Jake: The decider, very important. Facilitator, so one person is worrying about that and the others can focus on solving the problem. Then it’s a diverse set of folks. We want people who are really working on the problem—the engineer, the designer, the developer, the product manager, the marketer. But one thing that teams often forget to do when they’re building products is to bring in the folks on a team who have talked to customers a lot. It’s often a salesperson, customer support person, sometimes a researcher. These people have different titles and different roles, but the thing they have in common is they’re talking to customers all day and they know what kinds of things they trip up on, what they care about. When that perspective gets in the room it’s truly amazing what happens.
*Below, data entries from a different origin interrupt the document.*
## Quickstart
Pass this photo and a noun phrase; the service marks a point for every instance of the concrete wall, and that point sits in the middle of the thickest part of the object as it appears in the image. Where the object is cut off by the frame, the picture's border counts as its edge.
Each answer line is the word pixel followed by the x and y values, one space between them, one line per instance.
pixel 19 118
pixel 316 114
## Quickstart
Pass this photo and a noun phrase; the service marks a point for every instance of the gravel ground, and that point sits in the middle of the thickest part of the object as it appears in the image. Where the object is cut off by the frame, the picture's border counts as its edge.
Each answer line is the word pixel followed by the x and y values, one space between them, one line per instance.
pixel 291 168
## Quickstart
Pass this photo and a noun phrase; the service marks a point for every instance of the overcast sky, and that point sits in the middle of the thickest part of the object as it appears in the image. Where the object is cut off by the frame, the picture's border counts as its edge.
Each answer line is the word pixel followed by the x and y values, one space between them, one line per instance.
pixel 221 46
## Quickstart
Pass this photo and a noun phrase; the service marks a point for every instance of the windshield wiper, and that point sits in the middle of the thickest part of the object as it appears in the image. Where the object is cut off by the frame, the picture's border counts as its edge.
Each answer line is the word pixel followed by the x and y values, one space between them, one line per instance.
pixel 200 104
To use the example of Blue Bottle Coffee, which is one of the stories we tell in the book, that perspective told us that people who come into the coffee shops often don’t know which beans they want to get because they don’t know the difference between Guatemalan and Ethiopian coffee.
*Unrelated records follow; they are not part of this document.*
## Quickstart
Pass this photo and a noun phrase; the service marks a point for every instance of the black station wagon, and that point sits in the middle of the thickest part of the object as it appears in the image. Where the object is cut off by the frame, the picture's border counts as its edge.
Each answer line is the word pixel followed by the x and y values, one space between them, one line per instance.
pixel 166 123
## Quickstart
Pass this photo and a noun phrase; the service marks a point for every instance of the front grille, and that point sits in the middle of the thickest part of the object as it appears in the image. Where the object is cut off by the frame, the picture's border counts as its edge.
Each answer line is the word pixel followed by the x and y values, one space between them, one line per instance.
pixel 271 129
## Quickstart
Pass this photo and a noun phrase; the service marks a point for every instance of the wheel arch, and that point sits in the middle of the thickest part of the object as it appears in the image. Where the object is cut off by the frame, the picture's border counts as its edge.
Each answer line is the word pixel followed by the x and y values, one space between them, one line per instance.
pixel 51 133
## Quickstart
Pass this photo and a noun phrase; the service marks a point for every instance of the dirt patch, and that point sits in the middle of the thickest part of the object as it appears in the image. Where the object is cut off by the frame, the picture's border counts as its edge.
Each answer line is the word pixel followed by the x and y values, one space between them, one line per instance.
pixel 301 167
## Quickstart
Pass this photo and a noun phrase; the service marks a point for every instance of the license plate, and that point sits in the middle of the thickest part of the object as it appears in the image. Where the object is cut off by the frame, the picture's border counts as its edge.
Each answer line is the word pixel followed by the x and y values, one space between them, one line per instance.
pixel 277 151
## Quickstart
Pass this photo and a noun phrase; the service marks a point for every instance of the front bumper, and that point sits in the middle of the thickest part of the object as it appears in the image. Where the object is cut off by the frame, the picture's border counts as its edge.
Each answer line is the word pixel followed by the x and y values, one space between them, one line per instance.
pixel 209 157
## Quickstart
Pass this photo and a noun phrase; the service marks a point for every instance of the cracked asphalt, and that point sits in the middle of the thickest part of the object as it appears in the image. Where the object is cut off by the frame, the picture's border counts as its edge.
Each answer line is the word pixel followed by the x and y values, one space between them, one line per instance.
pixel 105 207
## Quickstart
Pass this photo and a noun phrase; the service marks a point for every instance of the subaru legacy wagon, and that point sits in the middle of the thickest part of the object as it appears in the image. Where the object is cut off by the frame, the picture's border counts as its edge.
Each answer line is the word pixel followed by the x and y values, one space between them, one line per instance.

Nir: Who gave you that insight?
“If you’re just thinking in pixels you would have never come up with that.”
Jake: It came from the folks who actually work in the cafes. They knew that “when we’re training the baristas, we tell them they should ask how do you make coffee at home. Because if we can narrow down how they make coffee at home, we can actually recommend a bean that will taste good for that method.” I would have never guessed that.
Nir: If you’re just thinking in pixels you would have never come up with that.
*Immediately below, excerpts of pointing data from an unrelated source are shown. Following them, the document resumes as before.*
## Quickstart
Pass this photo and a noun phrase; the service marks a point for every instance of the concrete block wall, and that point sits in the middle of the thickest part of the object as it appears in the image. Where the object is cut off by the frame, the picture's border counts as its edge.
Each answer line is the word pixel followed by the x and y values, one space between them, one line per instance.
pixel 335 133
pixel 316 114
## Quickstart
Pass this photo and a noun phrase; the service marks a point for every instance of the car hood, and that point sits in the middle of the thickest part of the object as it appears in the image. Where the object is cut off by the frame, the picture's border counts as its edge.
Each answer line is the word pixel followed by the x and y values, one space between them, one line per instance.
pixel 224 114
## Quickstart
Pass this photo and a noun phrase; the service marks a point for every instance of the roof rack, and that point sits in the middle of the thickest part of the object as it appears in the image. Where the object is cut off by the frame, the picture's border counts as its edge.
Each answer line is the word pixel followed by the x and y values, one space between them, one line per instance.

Is there anything that, after writing the book, you wished you’d put in?
Jake: Over the last few months, the focus has been on the end of the day on Friday. You’ve been watching these customer interviews, how do you make sense of what you see? We’ve been trying to come up with a a worksheet that people can use to make notes and focus on the big questions. I don’t think we’ve nailed it yet but there will definitely be a forthcoming post and maybe a worksheet that people download. Our hope is that the book is evergreen enough that we can continue helping people do it.